That night Rich went to work for the first time in weeks, and the next day as he lay in bed my head went into overdrive; I had not realised at this time that the thing it was a ‘demon’ in my head that was whispering to me and that this was just the start of a long, long conversation that would go on for years to come. It was telling me not to stay, telling me I was better than this, telling me I would be so happy if I just let Rich go. I was in turmoil, going over and over what Rich had said, that he clearly still had some feelings for ‘her’ and I was struggling. I have to admit that at that moment in time the main thing that kept me there was that I was not going to let ‘her’ win.
I called the counsellor to make another appointment to attend a session on my own, and she had said that in actual fact she was just about to call me. She explained that she felt that she needed to see me on my own because she did not think that the previous session had been good for me and that she had not fully understood what a strong personality I had! So I went to see her that afternoon; I did not leave a note for Rich to tell him where I was, I hadn’t known where he was for three fucking weeks so now he could sweat for an afternooon. If he thought that I was always going to leave him before then that would be nothing to what he would feel now!

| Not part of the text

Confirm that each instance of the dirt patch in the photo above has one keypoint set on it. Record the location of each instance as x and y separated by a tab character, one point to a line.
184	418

It was the start of the turmoil I would find myself in for nearly a year to come where one minute I was so, so angry with him I would want to punch him the face and the next I could be calm and rational; understanding that I was the key that was going to keep us together. But I was insane so I would do things like let him think I had left him, leave him to worry and wonder where I was. It was revenge, pure and simple.
At the session with the counsellorshe advised me to consider if staying with Rich was going to be the right decision for me, because she thought that I was going to move on without him; she explained that I clearly had such a strong personality that she was unsure if I would be able to stay. But this triggered something in me and I came away realising that pride was my deadly sin, and I was fucked if I was going to let it beat me!!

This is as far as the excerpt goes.